Heh, funny guy there! Hey! I remember the Tank Girl dark horse comic and the stupid movie they made out of it. Do you?
Conventions can be troubling that's why we should be thankful for people like, Jon Miller Marketing VP of Marketo a B2B marketing automation company. He has created a good list of 9 Commandments for marketing a high tech company. Fly over and land on it's thoughts, savor them slowly for full impact..
OMG, that link and your DH's response cracked me up! I'm sending this to my brother (he's an engineer with Raytheon); he is endlessly complaining about going to seminars and team building events!
hey yarnhog, that sounds like an early version of survivor!

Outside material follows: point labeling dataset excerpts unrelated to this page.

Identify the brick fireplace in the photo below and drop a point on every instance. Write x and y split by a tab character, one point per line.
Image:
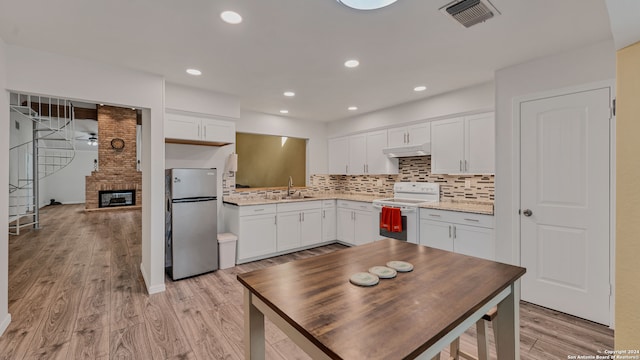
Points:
117	165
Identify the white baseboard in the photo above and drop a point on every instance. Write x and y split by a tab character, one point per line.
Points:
151	289
5	323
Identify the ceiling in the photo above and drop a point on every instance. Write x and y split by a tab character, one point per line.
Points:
301	45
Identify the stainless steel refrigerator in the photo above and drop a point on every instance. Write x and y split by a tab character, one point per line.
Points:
191	222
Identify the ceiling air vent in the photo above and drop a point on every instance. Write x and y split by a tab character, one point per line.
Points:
470	12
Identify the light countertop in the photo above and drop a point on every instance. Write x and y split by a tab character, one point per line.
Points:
470	206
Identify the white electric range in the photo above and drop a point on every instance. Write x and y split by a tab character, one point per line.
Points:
407	196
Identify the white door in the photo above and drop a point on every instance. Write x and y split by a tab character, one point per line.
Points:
565	203
357	154
479	150
288	230
311	227
338	155
447	146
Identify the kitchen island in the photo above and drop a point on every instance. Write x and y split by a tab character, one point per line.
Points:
414	315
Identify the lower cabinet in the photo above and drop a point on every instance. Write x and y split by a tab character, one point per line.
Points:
463	233
299	224
329	218
355	222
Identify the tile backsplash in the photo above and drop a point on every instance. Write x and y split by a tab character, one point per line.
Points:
417	168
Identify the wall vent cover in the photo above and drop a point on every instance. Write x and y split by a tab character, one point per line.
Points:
470	12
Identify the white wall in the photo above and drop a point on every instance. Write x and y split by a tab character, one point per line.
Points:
204	103
68	184
474	99
316	132
5	123
581	66
33	71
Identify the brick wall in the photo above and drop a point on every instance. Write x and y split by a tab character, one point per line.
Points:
117	169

If companies wanted to cut expenses, they ought to do away with these useless meetings. Most intelligent people know how to better themselves anyway. And the unintelligent ones? They can keep quoting the company line....
Just think, what if all of the "captive employees" brought their knitting to these meetings.....!
If companies wanted to cut expenses, they ought to do away with these useless meetings. Most intelligent people know how to better themselves anyway. And the unintelligent ones? They can keep quoting the company line....
Just think, what if all of the "captive employees" brought their knitting to these meetings.....!
Thanks for visiting again - I'm glad you like the MuggleWarmer pattern!
If only knitty.com liked it better - sigh. just kidd'n!
Love that Tank Girl yarn!
If only knitty.com liked it better - sigh. just kidd'n!
Love that Tank Girl yarn!
Ah..that actually brought back memories, he captures it perfectly! LOVE tank girl, the movie sucked, your yarn gets the oscar!
What a great thing to read just as make my preparations to a software conference. At least the goodies are better. I'm bringing my knitting.